Shared memory, with index increasing and decreasing

A shared memory can also be used. In this case source index is increasing, whereas destination is decreasing while copying symbols. After each evaluation cycle, the role of the indexes will be swapped again. This memory model may be more econimic, since in some cases it will be suitable to reduce expressions over half of the memory size, provided that the reduced expression becomes smaller, satisfying the following equation, which in fact should hold in every cycle: e+r≤m, where e, r and m denote expression size (excluding EOX), reduced expression size and memory size respectively.

Shared memory with index following

The last model is also comparable to the previous one in econimical terms, as the same equation among expression lengths and memory size must hold. However, it has the additional benefit, namely that index roles do not need to be changed. This simplifies hardware design, as multiplexers (swapping the source and destination registers) and its relevant control signal and logic can be avoided. As source index reaches the end of input expression marked by the EOX symbol, it should just copy and step over that symbol and the continue with the next reduction cycle. If memory end is reached, then indexes will wrap around starting from a lower location.

2014-06-01

FunCPU - Functional Encoding Scheme

In the previous post we have seen how 8 bit symbols represent literals, arguments, functions, etc. Similarly, it was vital to have a good and efficient function encoding. Basically in the context of function encoding we need to be able to answer the following question:

Where does the function definition begin?
Where does it end?
How many arguments does a function have?

First, I have planned to use function identifiers as references to physical memory locations. So, for instance, functions will be indexed by starting from 0. But this indirection could cost a lot in terms of hardware.

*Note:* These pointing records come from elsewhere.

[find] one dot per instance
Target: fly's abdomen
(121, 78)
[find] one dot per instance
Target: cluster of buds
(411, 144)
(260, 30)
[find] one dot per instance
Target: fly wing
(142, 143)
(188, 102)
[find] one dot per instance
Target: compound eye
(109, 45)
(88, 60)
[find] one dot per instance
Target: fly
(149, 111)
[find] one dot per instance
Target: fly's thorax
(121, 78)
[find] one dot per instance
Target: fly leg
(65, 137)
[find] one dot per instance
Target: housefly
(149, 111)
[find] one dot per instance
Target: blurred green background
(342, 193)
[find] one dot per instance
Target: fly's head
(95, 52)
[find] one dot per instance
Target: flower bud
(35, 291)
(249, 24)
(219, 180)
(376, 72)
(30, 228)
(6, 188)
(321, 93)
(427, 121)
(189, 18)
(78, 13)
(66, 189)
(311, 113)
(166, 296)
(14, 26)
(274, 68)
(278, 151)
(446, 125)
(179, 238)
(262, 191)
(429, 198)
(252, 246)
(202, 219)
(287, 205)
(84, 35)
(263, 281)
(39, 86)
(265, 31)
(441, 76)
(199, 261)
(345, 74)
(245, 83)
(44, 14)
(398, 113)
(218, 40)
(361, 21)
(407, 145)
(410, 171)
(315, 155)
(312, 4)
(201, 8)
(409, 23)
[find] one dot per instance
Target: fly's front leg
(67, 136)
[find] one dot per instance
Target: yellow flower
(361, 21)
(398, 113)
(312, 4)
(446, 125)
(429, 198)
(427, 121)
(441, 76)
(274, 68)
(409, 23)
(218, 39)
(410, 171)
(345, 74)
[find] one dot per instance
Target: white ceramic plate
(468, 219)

Instead, I am using the actual symbol to determine the function address directly. The most significant bit itself signals whether the symbol in question is a function (it is a function, if it is on, except for EOX). The consecutive 5 bits multiplied by 8 will actually give the function physical address. For example, %1aaa.aaxx - function definition will start at physical binary address %aaaa.a000.

The observant reader may be wondering what the two least significant bits are used for. They represent the argument count encoded in two-complenent form as follows:

- 4 arguments
%01 - 3 arguments
%10 - 2 arguments
%11 - 1 argument.

Again, this rather strange encoding is selected to facilitate the processing in hardware.

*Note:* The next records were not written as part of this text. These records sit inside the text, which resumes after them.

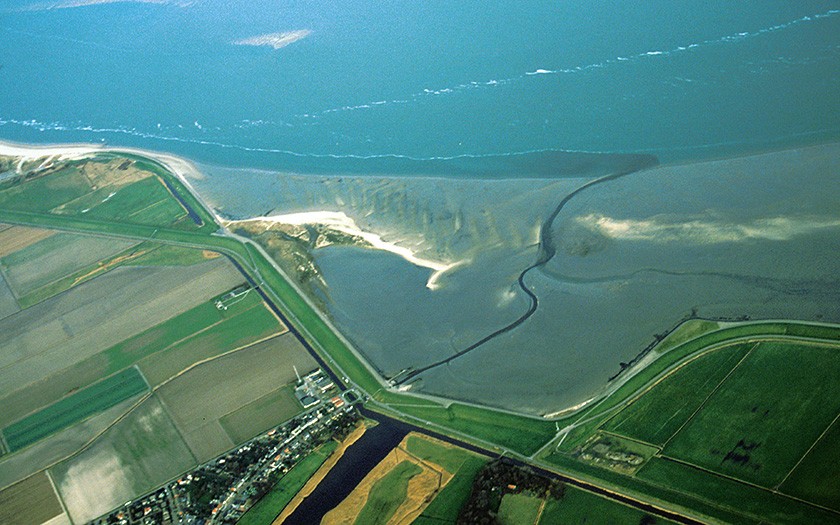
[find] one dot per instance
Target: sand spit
(275, 40)
(342, 223)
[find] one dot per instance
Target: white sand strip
(340, 222)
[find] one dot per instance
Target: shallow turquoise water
(420, 79)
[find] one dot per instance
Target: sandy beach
(341, 222)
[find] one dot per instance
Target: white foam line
(340, 222)
(597, 65)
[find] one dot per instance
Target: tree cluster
(500, 477)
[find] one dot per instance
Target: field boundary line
(814, 444)
(57, 495)
(95, 437)
(213, 358)
(9, 286)
(634, 440)
(706, 400)
(180, 432)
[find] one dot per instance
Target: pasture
(8, 304)
(462, 464)
(67, 329)
(766, 415)
(265, 367)
(14, 238)
(737, 430)
(388, 494)
(815, 478)
(106, 187)
(244, 327)
(260, 415)
(135, 456)
(29, 502)
(56, 256)
(74, 408)
(677, 396)
(62, 444)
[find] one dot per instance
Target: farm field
(29, 502)
(249, 323)
(677, 396)
(815, 478)
(8, 304)
(57, 447)
(261, 414)
(80, 405)
(73, 326)
(399, 488)
(732, 421)
(109, 187)
(55, 257)
(14, 238)
(462, 464)
(139, 453)
(388, 494)
(520, 509)
(266, 366)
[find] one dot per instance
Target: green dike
(678, 395)
(464, 467)
(667, 495)
(766, 415)
(580, 506)
(815, 478)
(745, 500)
(273, 503)
(44, 193)
(77, 407)
(387, 494)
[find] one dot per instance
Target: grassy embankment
(734, 429)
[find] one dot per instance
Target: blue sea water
(431, 79)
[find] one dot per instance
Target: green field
(273, 503)
(261, 415)
(387, 494)
(744, 500)
(116, 358)
(29, 502)
(42, 194)
(580, 506)
(655, 418)
(146, 201)
(766, 415)
(55, 257)
(249, 324)
(519, 509)
(77, 407)
(815, 478)
(138, 454)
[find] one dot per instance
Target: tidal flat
(748, 237)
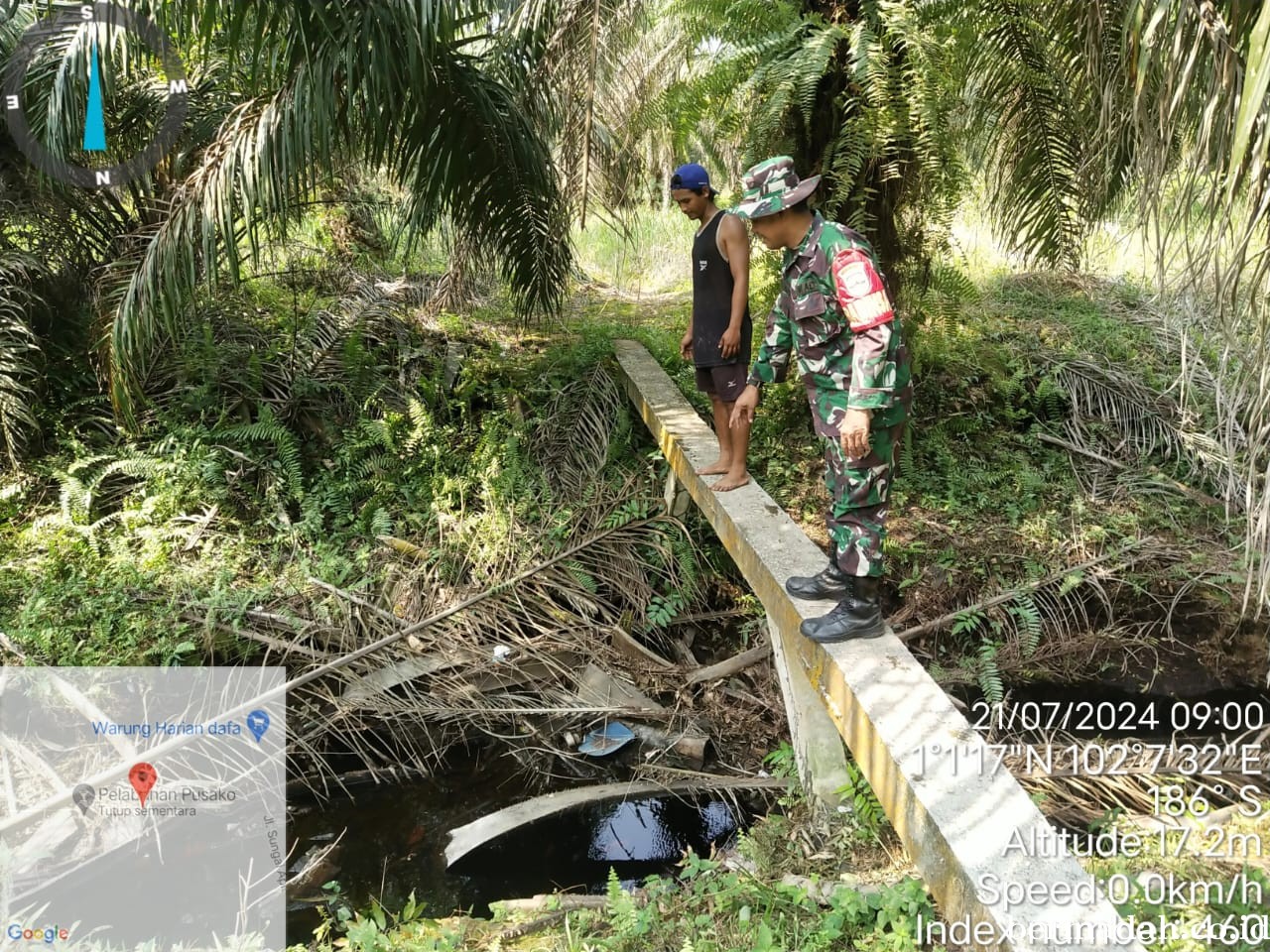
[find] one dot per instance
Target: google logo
(46, 934)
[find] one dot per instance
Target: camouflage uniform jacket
(834, 311)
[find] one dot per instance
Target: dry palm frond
(1143, 422)
(507, 666)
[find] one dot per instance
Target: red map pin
(143, 777)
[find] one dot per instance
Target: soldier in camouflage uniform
(834, 312)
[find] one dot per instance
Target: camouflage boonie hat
(771, 186)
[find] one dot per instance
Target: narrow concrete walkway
(956, 820)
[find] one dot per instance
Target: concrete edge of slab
(960, 820)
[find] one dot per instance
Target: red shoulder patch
(861, 294)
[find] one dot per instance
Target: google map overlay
(143, 807)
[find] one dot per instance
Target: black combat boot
(857, 616)
(830, 583)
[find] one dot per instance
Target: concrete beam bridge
(955, 820)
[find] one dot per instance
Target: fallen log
(730, 665)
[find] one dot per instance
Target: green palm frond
(1021, 105)
(18, 352)
(413, 98)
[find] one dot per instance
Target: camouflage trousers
(858, 490)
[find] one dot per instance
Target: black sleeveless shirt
(711, 301)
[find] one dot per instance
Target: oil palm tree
(291, 95)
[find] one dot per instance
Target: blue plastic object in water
(602, 743)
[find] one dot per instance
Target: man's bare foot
(730, 481)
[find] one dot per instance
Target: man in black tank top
(719, 331)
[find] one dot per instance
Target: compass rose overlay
(13, 103)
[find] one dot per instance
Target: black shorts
(724, 381)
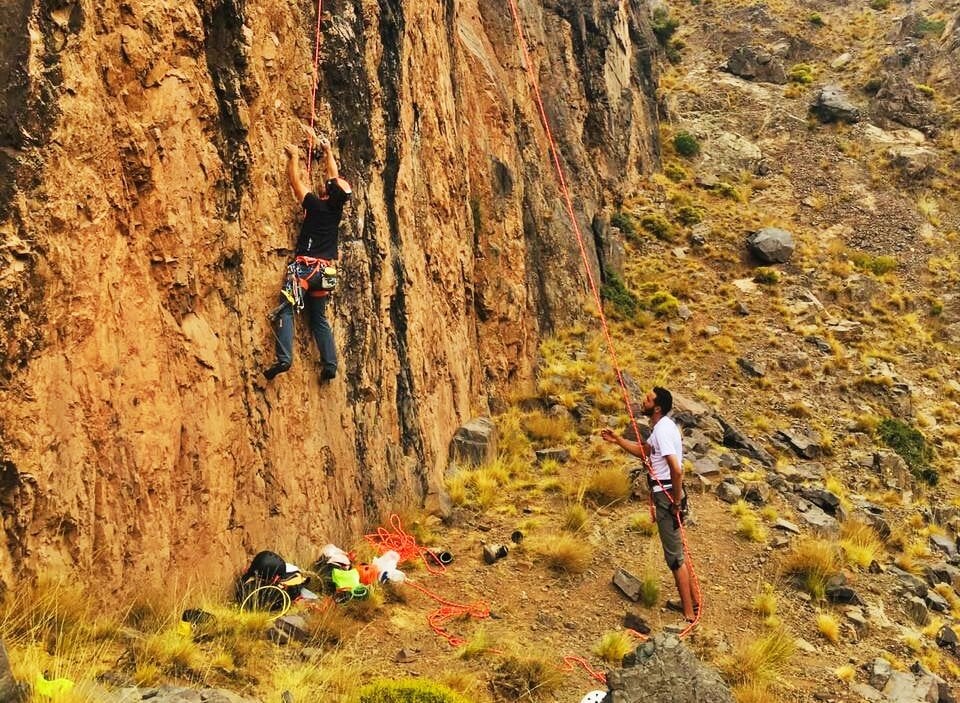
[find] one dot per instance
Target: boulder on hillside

In the light of the aforementioned, a full function encoding works as follows:

%10000000 - is a user-defined function with 4 arguments, of which definition starts at address $00.
%10000111 - is a user-defined function with one argument with definition beginning at address $08.
%11111010 - is a user-defined function with 2 arguments definition at address $F0.

Please also note that built-in function "if" is encoded in accordance with the above arity encoding, i.e $FD (symbol encoding "if") represents a 3 argument function. I should mention that the encoding of inc/dec does not conform to this, but they are being treated differently as we will see.